# secret compartments?



## 8jmwoodie (Jan 2, 2014)

Looking for ideas and plans to make jewelry sized box with multiple secret compartments. bottom hidden areas seem straight forward but would like some more ideas to incorporate..
:big_boss:


----------



## pagedeveloper (Sep 17, 2014)

*Hidden Areas*



8jmwoodie said:


> Looking for ideas and plans to make jewelry sized box with multiple secret compartments. bottom hidden areas seem straight forward but would like some more ideas to incorporate..
> :big_boss:


What I would do is start with a false bottom, or maybe something that opened on the side to give you access to something. Have the lid be a little on the taller side, and have a slider to open and give you access to put a ring, or watch..


----------



## neville9999 (Jul 22, 2010)

Secret Drawers that pull out of the base are always good, but these drawers have to be locked in some way so that they don't just fly out if the box is shaken, the thing is that secret drawers don't really hide anything as they can steal the whole box and throw it on the floor to get it open, my advice, put the effort into making it as nice as you can. N


----------



## Gsamiotes (Aug 20, 2012)

You might want to check out the WoodWhisperer web site. If I remember correctly, he put together an article, or video on that subject a little while back.

Good luck.


----------



## WizardLV (Mar 28, 2014)

8jmwoodie said:


> Looking for ideas and plans to make jewelry sized box with multiple secret compartments. bottom hidden areas seem straight forward but would like some more ideas to incorporate..
> :big_boss:


Tons of YouTube Videos on this subject. In times gone by, furniture routinely contained hidden spaces, and boxes were no exception. Good luck!


----------



## DesertRatTom (Jul 3, 2012)

A false, lift out bottom using magnets imbedded in the box with a bit of steel on the false bottom would likely keep it closed. Make a small divider toward one end that can also be used as a lift out tab, which should make it a bit less obvious that its a false bottom. Another possibility is to add an extra layer of wood at the bottom shaped to be a base, but hollow it out to make a bit deeper hidden chamber. You could use a thick piece for a lid for a smaller hidden compartment. Use the magnets to hold the false lid in place. Not going to be much room. 

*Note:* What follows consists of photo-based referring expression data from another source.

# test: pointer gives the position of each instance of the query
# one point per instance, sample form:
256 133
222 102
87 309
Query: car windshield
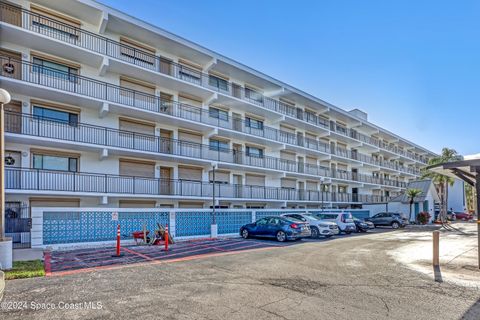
293 220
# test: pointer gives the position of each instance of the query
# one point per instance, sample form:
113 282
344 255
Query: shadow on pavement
473 313
437 273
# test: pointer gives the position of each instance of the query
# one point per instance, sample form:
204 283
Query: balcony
355 135
31 180
33 126
73 36
79 85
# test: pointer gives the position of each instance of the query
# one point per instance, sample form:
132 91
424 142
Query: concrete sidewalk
27 254
458 254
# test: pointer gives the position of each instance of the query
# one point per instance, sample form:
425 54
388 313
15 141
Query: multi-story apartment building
108 110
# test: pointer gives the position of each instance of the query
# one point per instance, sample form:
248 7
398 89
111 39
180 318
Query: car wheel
315 232
281 236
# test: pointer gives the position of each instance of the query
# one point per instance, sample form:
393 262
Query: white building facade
109 111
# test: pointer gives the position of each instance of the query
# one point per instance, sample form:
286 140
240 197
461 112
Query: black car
280 228
362 226
393 219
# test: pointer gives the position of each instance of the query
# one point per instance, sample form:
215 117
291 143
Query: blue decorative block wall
71 227
193 223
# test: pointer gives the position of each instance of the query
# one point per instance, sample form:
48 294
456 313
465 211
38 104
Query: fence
59 226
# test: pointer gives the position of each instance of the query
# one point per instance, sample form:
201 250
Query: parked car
344 220
465 216
393 219
280 228
362 225
317 227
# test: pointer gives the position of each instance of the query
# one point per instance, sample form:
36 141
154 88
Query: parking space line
138 254
154 262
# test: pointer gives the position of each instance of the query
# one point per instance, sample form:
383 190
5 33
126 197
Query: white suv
317 226
344 220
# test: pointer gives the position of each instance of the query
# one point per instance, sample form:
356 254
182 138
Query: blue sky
413 66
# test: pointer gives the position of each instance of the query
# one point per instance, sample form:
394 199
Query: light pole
321 191
4 99
213 196
6 254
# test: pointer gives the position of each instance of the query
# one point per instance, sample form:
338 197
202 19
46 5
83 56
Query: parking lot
63 262
346 277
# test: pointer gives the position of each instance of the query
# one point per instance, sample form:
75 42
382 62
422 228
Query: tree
412 194
470 197
442 182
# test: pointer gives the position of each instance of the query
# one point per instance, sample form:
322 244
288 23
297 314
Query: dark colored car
280 228
465 216
393 219
362 225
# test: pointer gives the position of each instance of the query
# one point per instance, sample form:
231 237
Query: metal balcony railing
373 141
34 73
64 181
85 133
76 36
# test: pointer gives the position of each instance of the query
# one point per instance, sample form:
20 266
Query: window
217 82
253 95
254 152
253 123
218 114
51 162
189 74
217 145
54 69
55 115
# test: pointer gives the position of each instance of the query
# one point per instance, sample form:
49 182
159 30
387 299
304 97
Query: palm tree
411 195
442 182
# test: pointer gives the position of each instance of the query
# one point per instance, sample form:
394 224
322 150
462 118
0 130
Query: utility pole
213 226
321 191
6 253
477 191
213 197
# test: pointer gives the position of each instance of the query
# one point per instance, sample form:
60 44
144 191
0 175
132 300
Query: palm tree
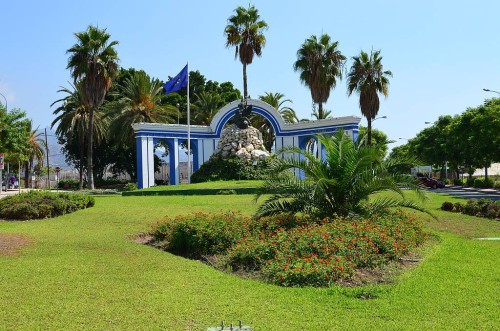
72 121
320 64
368 78
245 31
339 184
206 106
34 151
94 61
140 101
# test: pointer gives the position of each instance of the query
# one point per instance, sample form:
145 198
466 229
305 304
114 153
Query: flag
178 82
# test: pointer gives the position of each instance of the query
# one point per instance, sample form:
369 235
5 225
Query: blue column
196 154
140 177
173 154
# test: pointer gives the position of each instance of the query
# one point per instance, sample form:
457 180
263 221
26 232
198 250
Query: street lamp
1 170
178 112
487 90
6 108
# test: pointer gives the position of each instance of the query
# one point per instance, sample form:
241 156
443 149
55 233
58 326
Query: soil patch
385 274
10 244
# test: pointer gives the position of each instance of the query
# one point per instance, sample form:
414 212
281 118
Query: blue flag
178 82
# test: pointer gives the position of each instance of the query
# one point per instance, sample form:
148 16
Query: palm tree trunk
369 130
26 174
245 88
90 172
80 185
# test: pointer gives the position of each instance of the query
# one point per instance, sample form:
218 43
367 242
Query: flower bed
38 205
292 250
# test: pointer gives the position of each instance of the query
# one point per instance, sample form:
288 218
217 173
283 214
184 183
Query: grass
82 272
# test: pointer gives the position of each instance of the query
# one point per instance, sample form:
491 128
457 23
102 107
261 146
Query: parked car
431 182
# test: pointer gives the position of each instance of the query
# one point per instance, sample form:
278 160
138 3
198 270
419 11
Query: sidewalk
474 189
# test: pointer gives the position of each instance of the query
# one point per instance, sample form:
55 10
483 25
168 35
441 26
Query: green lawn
82 272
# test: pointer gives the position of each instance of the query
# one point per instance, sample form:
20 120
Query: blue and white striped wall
204 139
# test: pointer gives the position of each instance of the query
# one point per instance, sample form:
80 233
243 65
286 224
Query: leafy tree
340 184
483 133
401 160
244 31
430 144
368 78
320 65
94 60
379 139
15 133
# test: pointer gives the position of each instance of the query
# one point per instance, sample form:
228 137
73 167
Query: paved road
469 193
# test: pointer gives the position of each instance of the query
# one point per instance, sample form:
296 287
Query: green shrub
130 187
37 205
110 182
447 206
483 182
68 184
219 168
458 207
226 192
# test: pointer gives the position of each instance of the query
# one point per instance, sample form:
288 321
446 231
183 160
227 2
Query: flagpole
189 129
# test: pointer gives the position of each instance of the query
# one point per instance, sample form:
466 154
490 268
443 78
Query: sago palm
340 184
94 61
244 31
368 78
320 65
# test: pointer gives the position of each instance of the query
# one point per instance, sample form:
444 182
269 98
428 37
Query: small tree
340 184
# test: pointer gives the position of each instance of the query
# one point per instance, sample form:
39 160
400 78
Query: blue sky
442 53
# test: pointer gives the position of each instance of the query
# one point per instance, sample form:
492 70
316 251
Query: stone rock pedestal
243 143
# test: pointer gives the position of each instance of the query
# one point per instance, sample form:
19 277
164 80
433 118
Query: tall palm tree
320 64
245 31
206 106
34 151
341 183
140 101
72 121
368 78
94 60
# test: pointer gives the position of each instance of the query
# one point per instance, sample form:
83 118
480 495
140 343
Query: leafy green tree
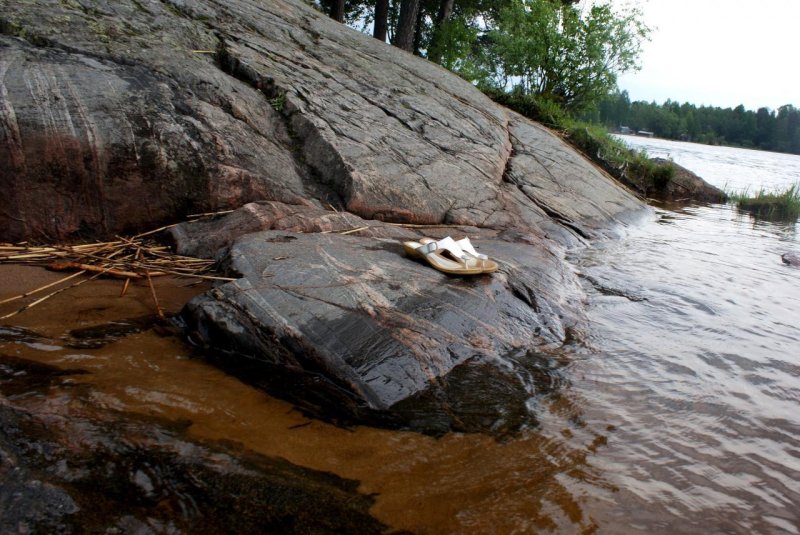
556 51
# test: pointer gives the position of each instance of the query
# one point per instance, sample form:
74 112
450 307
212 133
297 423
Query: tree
554 50
381 21
337 10
407 25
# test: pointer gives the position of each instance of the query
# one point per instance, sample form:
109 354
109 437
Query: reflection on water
728 168
701 378
677 412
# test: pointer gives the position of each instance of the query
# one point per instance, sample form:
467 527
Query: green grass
774 206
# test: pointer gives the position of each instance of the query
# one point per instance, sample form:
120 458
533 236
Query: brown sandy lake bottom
678 414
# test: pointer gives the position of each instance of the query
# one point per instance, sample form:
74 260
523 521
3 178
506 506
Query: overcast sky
719 53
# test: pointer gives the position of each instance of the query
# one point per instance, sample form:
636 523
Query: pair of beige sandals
451 256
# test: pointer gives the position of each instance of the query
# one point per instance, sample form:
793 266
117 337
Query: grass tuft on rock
773 206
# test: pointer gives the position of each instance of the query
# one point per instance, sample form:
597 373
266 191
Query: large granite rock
120 115
127 114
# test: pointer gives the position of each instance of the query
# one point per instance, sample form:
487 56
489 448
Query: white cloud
720 53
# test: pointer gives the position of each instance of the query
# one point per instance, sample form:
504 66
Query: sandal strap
447 243
467 246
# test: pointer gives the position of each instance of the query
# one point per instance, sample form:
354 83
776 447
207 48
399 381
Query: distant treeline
764 129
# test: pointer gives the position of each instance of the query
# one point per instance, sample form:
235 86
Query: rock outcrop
127 114
684 185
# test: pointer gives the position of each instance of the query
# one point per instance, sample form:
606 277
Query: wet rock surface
688 186
124 115
375 328
69 467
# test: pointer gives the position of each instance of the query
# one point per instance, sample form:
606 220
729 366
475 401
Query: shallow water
677 413
699 373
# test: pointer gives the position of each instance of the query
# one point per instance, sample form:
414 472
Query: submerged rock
69 467
684 185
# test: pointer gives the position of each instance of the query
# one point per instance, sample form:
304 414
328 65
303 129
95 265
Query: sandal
448 257
489 266
467 247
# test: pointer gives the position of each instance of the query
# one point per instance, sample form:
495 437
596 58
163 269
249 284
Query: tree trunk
381 20
337 10
407 25
445 10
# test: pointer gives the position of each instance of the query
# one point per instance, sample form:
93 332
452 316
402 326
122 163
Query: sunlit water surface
678 413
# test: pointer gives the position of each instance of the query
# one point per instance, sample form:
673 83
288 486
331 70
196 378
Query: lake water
678 413
698 368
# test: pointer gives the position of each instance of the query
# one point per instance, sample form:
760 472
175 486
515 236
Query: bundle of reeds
136 257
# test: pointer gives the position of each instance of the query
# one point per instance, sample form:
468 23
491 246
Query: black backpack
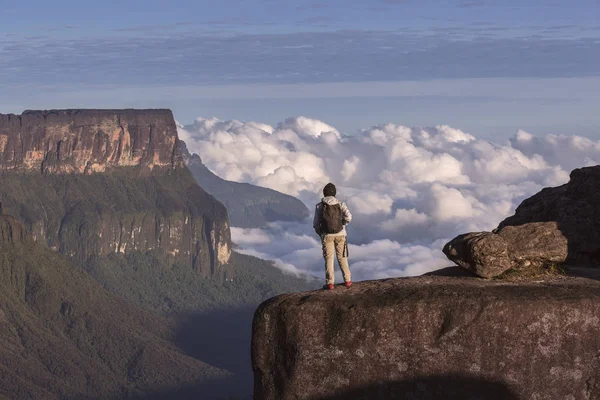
332 219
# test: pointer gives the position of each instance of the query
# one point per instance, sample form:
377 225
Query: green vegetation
530 272
249 206
149 280
65 337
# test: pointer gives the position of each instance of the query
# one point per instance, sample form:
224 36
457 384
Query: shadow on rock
555 226
222 339
434 388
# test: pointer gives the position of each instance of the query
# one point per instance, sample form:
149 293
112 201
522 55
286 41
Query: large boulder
488 254
557 225
431 337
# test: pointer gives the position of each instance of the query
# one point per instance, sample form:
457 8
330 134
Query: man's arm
347 215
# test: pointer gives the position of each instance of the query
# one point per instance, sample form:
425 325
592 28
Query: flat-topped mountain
97 182
65 337
84 141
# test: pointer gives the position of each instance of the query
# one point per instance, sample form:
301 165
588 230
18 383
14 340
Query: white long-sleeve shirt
346 215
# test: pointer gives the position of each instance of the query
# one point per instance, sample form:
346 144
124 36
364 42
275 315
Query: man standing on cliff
331 218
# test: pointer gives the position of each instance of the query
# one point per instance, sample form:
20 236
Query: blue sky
486 66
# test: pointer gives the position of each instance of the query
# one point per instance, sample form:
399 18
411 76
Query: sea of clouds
410 190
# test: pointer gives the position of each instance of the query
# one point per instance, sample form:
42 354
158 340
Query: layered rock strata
85 141
96 182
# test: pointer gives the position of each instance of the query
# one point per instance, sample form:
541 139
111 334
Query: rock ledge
431 337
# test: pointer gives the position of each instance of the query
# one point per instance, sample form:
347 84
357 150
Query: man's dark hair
329 190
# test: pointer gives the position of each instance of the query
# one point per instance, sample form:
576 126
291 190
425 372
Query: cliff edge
90 183
85 141
431 337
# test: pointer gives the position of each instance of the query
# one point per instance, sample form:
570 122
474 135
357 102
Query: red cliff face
85 141
96 182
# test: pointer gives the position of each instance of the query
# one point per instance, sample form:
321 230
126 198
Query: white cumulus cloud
409 189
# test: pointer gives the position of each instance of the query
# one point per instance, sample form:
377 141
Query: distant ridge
86 141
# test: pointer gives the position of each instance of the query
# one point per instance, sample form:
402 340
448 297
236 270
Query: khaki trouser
332 246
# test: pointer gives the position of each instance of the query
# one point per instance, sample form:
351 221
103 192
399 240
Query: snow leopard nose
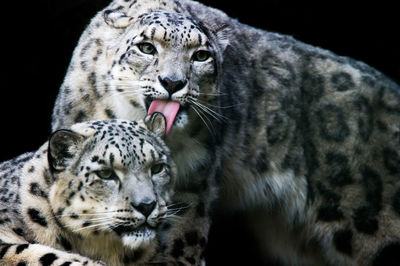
172 85
145 207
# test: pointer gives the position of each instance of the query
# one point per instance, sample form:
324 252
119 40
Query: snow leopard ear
156 123
221 33
63 145
117 18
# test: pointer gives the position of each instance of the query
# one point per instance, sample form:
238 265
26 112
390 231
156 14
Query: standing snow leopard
96 191
305 139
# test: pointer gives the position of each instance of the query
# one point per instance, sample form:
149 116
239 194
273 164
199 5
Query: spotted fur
303 140
95 193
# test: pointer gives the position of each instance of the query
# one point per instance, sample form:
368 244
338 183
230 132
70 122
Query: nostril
145 207
172 86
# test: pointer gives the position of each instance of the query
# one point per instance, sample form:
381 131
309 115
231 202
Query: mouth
168 108
123 230
135 238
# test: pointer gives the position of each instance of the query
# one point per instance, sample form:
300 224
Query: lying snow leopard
98 190
306 139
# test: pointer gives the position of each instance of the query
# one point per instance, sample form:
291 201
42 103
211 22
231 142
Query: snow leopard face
165 62
111 177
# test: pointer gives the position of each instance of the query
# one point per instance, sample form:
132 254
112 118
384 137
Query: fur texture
97 191
271 125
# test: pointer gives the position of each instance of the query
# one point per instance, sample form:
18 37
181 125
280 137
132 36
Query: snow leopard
304 141
95 193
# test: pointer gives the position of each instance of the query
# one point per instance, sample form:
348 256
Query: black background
38 37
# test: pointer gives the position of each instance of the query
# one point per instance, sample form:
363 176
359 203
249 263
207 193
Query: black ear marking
62 145
117 18
156 123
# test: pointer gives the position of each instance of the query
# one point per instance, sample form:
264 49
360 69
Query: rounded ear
63 145
156 123
117 18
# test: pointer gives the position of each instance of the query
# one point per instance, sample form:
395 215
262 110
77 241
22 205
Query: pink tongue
168 108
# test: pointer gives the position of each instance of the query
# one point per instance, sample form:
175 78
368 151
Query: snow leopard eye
201 55
147 48
157 168
107 174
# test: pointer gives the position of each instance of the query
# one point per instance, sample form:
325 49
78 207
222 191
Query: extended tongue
168 108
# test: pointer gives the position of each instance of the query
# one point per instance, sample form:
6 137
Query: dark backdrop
37 39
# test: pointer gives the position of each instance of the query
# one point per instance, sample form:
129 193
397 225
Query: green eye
157 168
201 55
105 174
147 48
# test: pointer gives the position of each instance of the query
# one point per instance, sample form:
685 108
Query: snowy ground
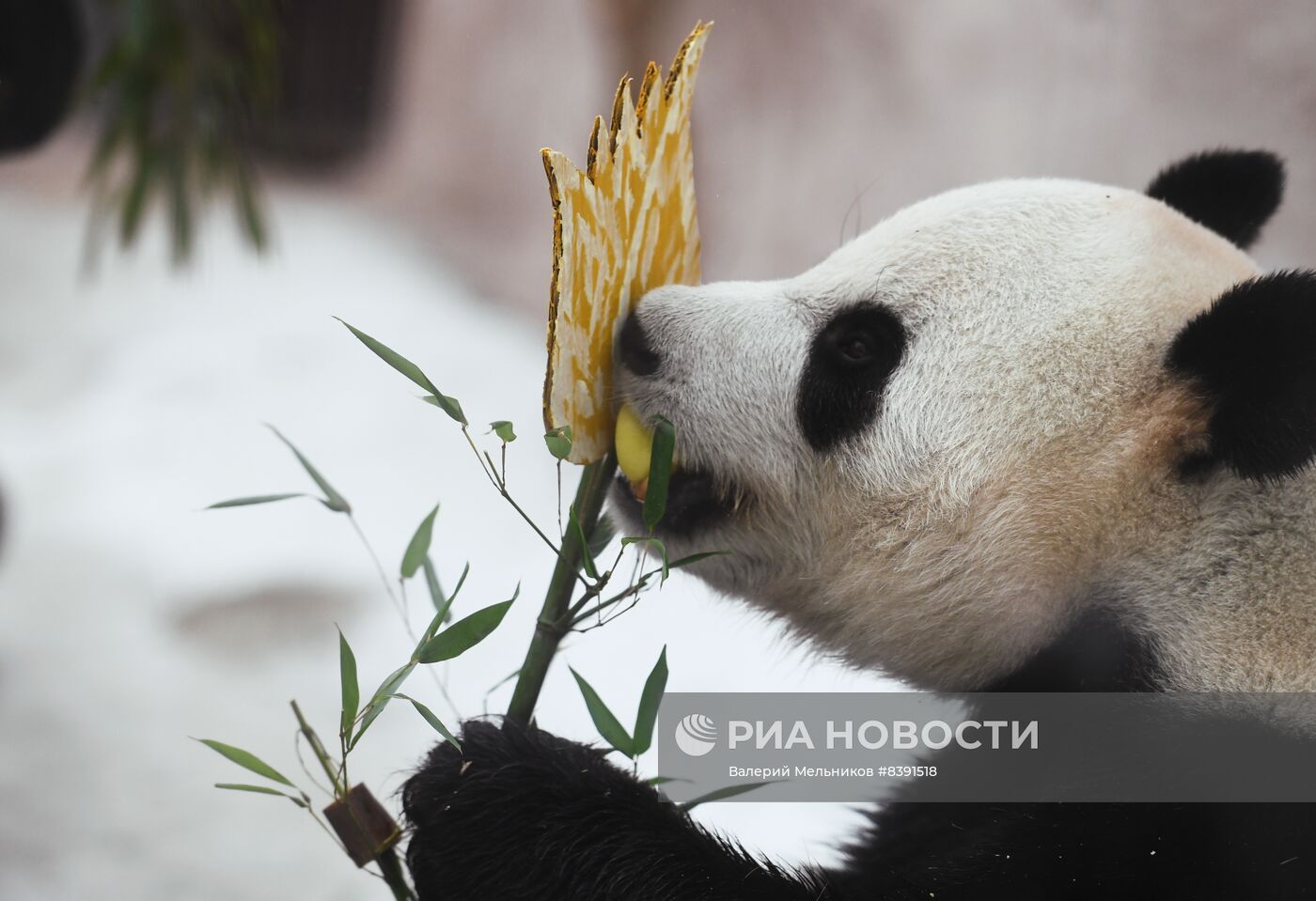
131 620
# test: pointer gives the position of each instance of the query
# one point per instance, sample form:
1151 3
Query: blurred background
191 188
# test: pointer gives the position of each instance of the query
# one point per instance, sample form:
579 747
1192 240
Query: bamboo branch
555 615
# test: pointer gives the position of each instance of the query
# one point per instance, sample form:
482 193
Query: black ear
1254 355
1232 193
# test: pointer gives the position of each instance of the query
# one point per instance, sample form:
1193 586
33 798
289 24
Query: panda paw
520 813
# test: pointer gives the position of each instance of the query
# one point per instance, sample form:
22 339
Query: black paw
520 813
513 808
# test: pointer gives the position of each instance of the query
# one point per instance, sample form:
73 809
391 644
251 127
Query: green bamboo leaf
653 542
558 443
246 760
586 554
660 473
418 545
664 780
608 725
412 371
433 721
466 633
695 558
259 789
351 687
257 499
447 404
333 500
729 792
649 701
180 210
379 700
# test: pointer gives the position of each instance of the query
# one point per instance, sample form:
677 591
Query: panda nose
634 350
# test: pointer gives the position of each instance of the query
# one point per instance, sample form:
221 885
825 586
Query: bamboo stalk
555 615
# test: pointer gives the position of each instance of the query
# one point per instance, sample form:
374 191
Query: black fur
1253 354
41 50
1096 654
1232 193
845 374
523 815
634 350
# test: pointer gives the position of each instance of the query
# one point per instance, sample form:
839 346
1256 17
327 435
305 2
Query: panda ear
1232 193
1253 354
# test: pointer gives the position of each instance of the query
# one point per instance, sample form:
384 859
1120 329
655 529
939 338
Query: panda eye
845 374
855 348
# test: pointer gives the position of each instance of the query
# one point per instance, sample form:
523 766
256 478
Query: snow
132 620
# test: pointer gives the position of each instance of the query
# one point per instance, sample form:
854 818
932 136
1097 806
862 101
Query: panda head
931 447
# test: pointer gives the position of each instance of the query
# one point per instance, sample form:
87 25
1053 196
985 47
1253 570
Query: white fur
1023 462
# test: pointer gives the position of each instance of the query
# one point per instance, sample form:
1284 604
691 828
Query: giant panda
1024 436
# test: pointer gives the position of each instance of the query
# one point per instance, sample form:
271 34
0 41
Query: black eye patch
846 372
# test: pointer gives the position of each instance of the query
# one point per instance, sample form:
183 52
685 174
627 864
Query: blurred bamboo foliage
178 89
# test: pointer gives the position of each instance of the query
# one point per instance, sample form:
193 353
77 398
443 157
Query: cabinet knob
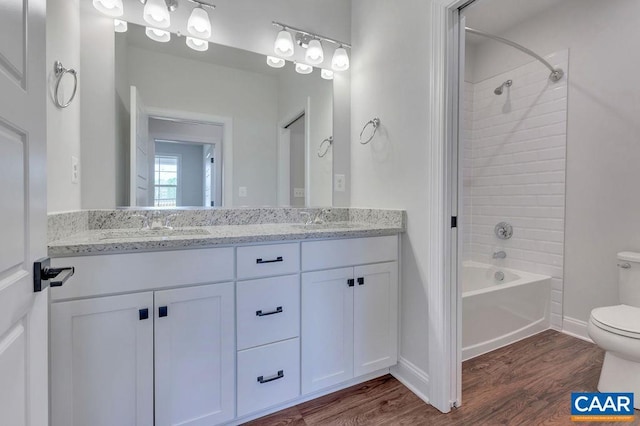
162 311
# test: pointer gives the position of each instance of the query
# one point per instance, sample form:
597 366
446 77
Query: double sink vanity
229 315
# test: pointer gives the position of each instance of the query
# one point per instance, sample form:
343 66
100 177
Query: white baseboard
576 328
412 377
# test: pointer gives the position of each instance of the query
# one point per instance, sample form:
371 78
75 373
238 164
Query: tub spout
499 255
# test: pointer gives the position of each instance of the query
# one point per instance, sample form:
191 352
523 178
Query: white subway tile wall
513 162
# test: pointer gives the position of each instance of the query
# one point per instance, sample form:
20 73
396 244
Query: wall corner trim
413 378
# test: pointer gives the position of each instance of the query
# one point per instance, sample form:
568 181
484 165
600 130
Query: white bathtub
497 313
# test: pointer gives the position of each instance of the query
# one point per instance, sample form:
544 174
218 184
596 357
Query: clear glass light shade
158 35
274 62
303 68
111 8
156 14
340 60
314 54
197 44
120 26
199 24
284 44
326 74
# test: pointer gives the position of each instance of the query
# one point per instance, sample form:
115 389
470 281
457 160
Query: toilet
616 329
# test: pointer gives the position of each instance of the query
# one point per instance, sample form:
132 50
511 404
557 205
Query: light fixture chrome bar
556 73
201 3
318 36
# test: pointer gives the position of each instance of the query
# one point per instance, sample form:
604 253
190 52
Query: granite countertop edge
89 242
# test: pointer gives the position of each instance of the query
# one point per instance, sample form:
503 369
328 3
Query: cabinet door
375 317
195 355
327 328
102 361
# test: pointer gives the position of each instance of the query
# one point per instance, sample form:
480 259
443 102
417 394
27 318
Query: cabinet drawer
268 375
272 259
348 252
268 310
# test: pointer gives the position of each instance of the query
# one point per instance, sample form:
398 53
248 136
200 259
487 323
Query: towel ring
60 71
376 123
327 144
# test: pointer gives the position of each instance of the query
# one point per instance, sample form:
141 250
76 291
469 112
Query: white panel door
195 355
102 361
327 328
375 317
140 152
23 314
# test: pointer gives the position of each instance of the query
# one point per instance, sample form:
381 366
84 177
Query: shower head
499 89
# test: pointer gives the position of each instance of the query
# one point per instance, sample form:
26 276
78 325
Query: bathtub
497 312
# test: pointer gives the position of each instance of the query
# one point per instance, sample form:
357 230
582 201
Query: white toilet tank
629 278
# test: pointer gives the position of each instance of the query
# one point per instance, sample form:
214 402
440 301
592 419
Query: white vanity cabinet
111 356
349 314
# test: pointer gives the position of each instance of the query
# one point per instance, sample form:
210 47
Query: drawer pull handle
277 259
264 314
280 375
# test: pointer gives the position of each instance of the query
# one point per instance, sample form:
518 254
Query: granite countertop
108 232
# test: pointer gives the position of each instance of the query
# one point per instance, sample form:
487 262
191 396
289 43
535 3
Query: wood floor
527 383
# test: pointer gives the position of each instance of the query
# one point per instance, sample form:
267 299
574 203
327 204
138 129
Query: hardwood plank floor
526 383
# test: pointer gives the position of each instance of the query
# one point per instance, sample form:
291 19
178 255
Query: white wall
293 91
63 125
514 171
390 80
603 152
248 98
100 163
191 178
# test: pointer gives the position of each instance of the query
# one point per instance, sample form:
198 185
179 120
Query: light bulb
274 62
199 24
111 8
157 14
314 54
340 61
158 35
197 44
326 74
303 68
120 26
284 44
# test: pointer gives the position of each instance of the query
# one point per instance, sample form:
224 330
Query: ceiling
499 16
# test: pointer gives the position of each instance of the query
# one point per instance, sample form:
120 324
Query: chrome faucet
499 255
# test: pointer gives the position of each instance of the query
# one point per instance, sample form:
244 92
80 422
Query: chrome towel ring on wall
60 71
375 122
324 146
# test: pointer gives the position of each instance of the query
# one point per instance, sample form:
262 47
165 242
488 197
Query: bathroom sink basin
117 234
328 225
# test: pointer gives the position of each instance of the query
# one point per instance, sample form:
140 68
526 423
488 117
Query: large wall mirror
220 127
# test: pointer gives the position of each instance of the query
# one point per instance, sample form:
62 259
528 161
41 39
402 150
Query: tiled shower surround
513 159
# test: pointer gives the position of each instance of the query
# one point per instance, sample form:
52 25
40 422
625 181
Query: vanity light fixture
340 60
156 13
284 44
197 44
303 68
111 8
120 26
314 54
326 74
199 24
156 34
274 62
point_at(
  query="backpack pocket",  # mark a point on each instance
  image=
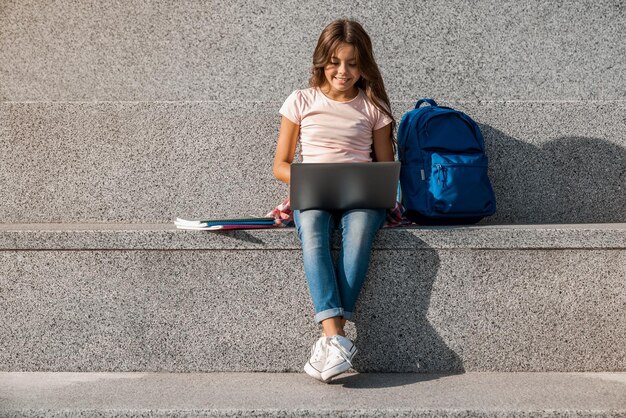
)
(459, 185)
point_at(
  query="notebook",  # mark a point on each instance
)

None of that thwarts the thief who might just take the whole box. To disguise it a bit, you could put a musical movement in with leftover space for the hidden compartment. If the thief opens the box, it plays, which might have them pass it up. Personally, if I wanted a hidden compartment, I want it in a large piece of furniture that is not likely to be taken.


----------



## 8jmwoodie (Jan 2, 2014)

Thanks, I will


----------



## 8jmwoodie (Jan 2, 2014)

More just for fun with grankids..


----------



## Gaffboat (Mar 11, 2012)

8jmwoodie said:


> Looking for ideas and plans to make jewelry sized box with multiple secret compartments. bottom hidden areas seem straight forward but would like some more ideas to incorporate..
> :big_boss:


Secret compartments are always fun. How about a secret liner/false bottom. The apparent inside of the box is actually a separate piece that lifts entirely out. Planned well, it gives hidden spaces in the walls of the box as well as the bottom. 

Plus, how about adding some feet to the box so one (or more) can actually be used as a latch to lock the false interior (or bottom) in place? Turn the correct foot (or feet) 90º to unlock it. The box is for a kid? Oooh ... decorated with skull and crossbones or appropriate pirate stuff sounds cool. The lid decoration could also be a latch that opens a false top inside where a treasure map is hidden.

Bury a treasure somewhere and help the kids find it using the map. You'll keep having fun with this project for a long time. :yes4:


----------